Monday, October 28, 2013

Jefferson’s Heart and Head


One of the keys to understanding Thomas Jefferson is articulated in the second chapter of Andrea Wulf’s Founding Gardeners. She points out that Jefferson is a complex man, to the point of being described as an enigma. His dual nature, present in all men, is seen at the surface in a letter in which he describes the opposing forces of “Heart” and “Head”. Wulf goes on to say that though the dialogue is revealed in a love letter expressing the internal conflicts present within a man’s love for a woman, the same message is applies to his role as a gardener and reveals his attitude towards the natural world and his home at Monticello.  Through immaculate prose, Jefferson relays the beauty of his plantation. “With what majesty do we there ride above the storms! How sublime to look down into the workhouse of nature, to see her clouds, hail, snow, rain, thunder, all fabricated at our feet! And the glorious Sun, when rising as if out of a distant water, just gilding the tops of the mountains, and giving life to all nature!” Here, clearly the Heart, filled with emotion, is struck by the aesthetic appeal of Monticello’s sweeping mountaintop landscape. Jefferson’s selection of a mountaintop as the location of his home is, in itself, a victory of his Heart over a more practical, and surely more profitable, location along a river or lush valley.
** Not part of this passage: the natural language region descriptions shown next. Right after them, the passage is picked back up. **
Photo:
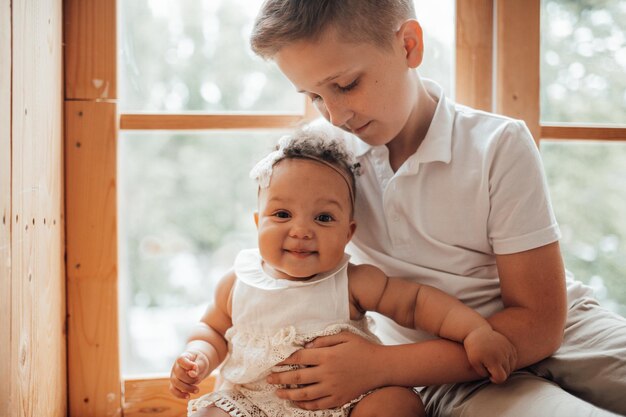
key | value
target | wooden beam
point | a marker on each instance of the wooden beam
(37, 345)
(474, 53)
(6, 358)
(206, 121)
(90, 198)
(517, 69)
(90, 178)
(90, 55)
(583, 132)
(151, 396)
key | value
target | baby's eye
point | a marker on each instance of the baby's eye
(324, 218)
(282, 214)
(315, 98)
(346, 88)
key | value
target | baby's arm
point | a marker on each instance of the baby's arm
(423, 307)
(206, 347)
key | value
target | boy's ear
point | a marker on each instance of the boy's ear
(413, 42)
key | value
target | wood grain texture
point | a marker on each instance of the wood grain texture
(37, 348)
(517, 69)
(474, 53)
(90, 58)
(583, 132)
(5, 206)
(93, 341)
(150, 397)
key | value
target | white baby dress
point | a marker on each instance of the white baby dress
(272, 318)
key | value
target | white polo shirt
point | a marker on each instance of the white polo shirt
(474, 188)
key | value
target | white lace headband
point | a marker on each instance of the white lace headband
(262, 171)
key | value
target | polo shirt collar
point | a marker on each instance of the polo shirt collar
(437, 145)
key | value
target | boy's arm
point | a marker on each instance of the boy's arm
(533, 292)
(535, 302)
(413, 305)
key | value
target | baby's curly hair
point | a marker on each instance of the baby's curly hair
(316, 142)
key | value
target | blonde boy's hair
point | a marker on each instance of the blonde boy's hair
(281, 22)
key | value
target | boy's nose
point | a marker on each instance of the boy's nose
(336, 113)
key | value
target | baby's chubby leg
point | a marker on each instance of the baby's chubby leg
(209, 412)
(390, 401)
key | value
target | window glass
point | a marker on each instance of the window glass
(437, 19)
(587, 184)
(583, 61)
(178, 56)
(186, 208)
(195, 56)
(185, 201)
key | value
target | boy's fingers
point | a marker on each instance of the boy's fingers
(185, 362)
(178, 393)
(302, 357)
(327, 341)
(183, 376)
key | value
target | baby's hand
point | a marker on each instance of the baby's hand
(188, 370)
(490, 353)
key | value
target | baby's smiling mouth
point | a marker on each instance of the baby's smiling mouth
(300, 253)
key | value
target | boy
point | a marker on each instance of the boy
(455, 198)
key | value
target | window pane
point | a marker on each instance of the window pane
(194, 56)
(186, 203)
(437, 19)
(588, 187)
(583, 61)
(185, 209)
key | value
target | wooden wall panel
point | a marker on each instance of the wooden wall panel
(93, 345)
(5, 206)
(37, 357)
(517, 73)
(474, 53)
(90, 58)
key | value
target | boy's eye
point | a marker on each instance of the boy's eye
(324, 218)
(346, 88)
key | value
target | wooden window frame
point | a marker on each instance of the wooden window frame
(508, 84)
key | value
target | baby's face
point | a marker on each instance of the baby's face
(304, 219)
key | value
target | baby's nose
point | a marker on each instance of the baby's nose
(301, 230)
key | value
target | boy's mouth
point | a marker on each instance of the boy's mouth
(361, 129)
Jefferson’s strong Heart and love for the natural beauty of the world is complimented by his more pragmatic Head. While in England, on a tour of Woodburn Farm, Jefferson was most pleased by the way in which “the beautiful could coexist with, and indeed complement, the practical.” He found harmony in the balance between Heart and Head, and in no place was this balance more near and apparent than at Woodbury Farm; a place that planted the seed for his vision of Monticello, and in a broader sense America, as a place “of both sublime beauty and vast lands that would feed the nation.”
            Jefferson’s dual nature may be rooted in the mixture between his upbringing and status in the upper echelons of Virginia society and his highly cultivated intellect and moral fiber. In his Head, he knew that he needed agricultural success to achieve financial stability and sustainability, but his Heart longed to achieve this within a beautiful setting and aesthetic landscape. As a child of privilege, he nurtured an admittedly expensive taste and an appreciation for the finer things in life. Wulf notes that he was known for traveling to Paris and London for shopping sprees, a luxury still only enjoyed by those of significant wealth. His high brow taste coupled with his infinite love for nature and the natural world, shaped his strong Heart and made him sensitive to the emotional side of being. However, his sharp mind, extensive education, worldly experience, and patriotism kept his Head strong and clear, and gave him a pragmatic tendency that defined his brilliance.
            The struggle between Heart and Head is something that exists within all of us. As Wulf shows through Jefferson, the key to finding happiness is in seeking to balance those forces and find equilibrium. For Jefferson, that equilibrium was found in the pastoral life he lived on the mountain at Monticello. Today people still are found searching for that balance. In the modern world, new ways of finding happiness and balance have unfolded, but we cannot loose sight of the wonders that the natural world holds. We should all try to see the world as Jefferson saw it, and continue to search for refuge in its natural landscape while finding practicality in its resources.